# ROC Curves and ROC AUC

ROC curve is a plot summarizing how well a binary classification model performs for the positive class.

ROC curve, also known as a receiver operating characteristic curve, is a plot summarizing how well a binary classification model performs for the positive class.

The False Positive Rate is shown on the x-axis, and the True Positive Rate is shown on the y-axis.

**ROC Curve: Plot of False Positive Rate (x) vs. True Positive Rate (y)**

The total number of true positive predictions divided by the total of the true positives and false negatives yields the true positive rate (e.g. all examples in the positive class). Sensitivity or Recall are terms used to describe the true positive rate.

True Positive Rate = True Positives / (True Positives + False Negatives)

The false positive rate is the total number of false positive predictions divided by the sum of the false positives and true negatives (e.g. all examples in the negative class).

False Positive Rate = False Positives / (False Positives + True Negatives)

The plot represents the fraction of accurate predictions for the positive class (y-axis) versus the fraction of inaccurate predictions for the negative class (x-axis).

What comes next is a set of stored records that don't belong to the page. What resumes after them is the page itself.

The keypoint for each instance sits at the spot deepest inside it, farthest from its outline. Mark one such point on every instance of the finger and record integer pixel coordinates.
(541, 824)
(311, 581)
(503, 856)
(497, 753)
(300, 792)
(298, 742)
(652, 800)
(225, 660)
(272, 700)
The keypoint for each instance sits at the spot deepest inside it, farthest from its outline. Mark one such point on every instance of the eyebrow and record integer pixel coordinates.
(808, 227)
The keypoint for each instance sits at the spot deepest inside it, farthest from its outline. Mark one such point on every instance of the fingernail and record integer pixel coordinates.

We want the proportion of inaccurate negative class predictions to be 0 (left of the plot) and the fraction of correct positive class predictions to be 1 (top of the plot).

This demonstrates that the top-left of the plot (coordinate 0,1) is the greatest possible classifier that achieves perfect skill.

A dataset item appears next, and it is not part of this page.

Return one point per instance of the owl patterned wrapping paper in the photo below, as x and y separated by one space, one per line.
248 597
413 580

**Perfect Skill: A point in the top left of the plot**

The threshold is applied to the cut-off point in probability between the positive and negative classes, which by default for any classifier would be set at 0.5, halfway between each outcome (0 and 1).

Since there is a trade-off between the True Positive Rate and the False Positive Rate, altering the classification threshold will shift the balance of predictions in favor of improving the True Positive Rate at the expense of the False Positive Rate or vice versa.

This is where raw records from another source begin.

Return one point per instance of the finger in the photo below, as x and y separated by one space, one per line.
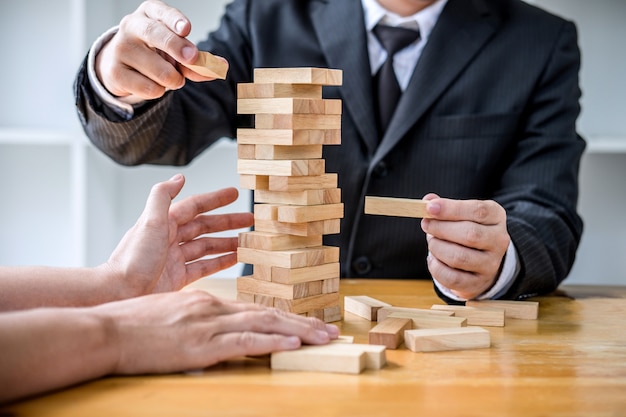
462 283
236 344
186 210
201 225
168 31
479 211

One can create a curve that runs from the bottom left to the top right and curves toward the top left by analysing the true positive and false positives for various threshold levels. This curve is referred to as the ROC curve.

A classifier that has no bias between positive and negative classes will form a diagonal line between a False Positive Rate of 0 and a True Positive Rate of 0 (coordinate (0,0) or predict all negative classes) to a False Positive Rate of 1 and a True Positive Rate of 1 (coordinate (1,1) or predict all positive class). Models with points below this line have worse than no skill.

The curve offers a convenient diagnostic tool to examine the impact on the True Positive Rate and False Positive Rate by applying different threshold values to a single classifier. A threshold can be chosen to bias a classification model's predictive performance behavior.

Due to its lack of bias toward the majority or minority class, it is a popular diagnostic tool for classifiers on balanced and imbalanced binary prediction problems.

When dealing with imbalanced data, the fact that ROC analysis does not have any bias toward models that perform well on the minority class at the expense of the majority class is quite appealing.

**AUC: Area Under the ROC Curve**

The complete two-dimensional area under the entire ROC curve is measured by AUC (Area under the ROC Curve). It provides an aggregate measure of performance across all possible classification thresholds.

The score ranges from 0.0 to 1.0 for a perfect classifier. Direct comparisons between binary classifier models can be made using this one score.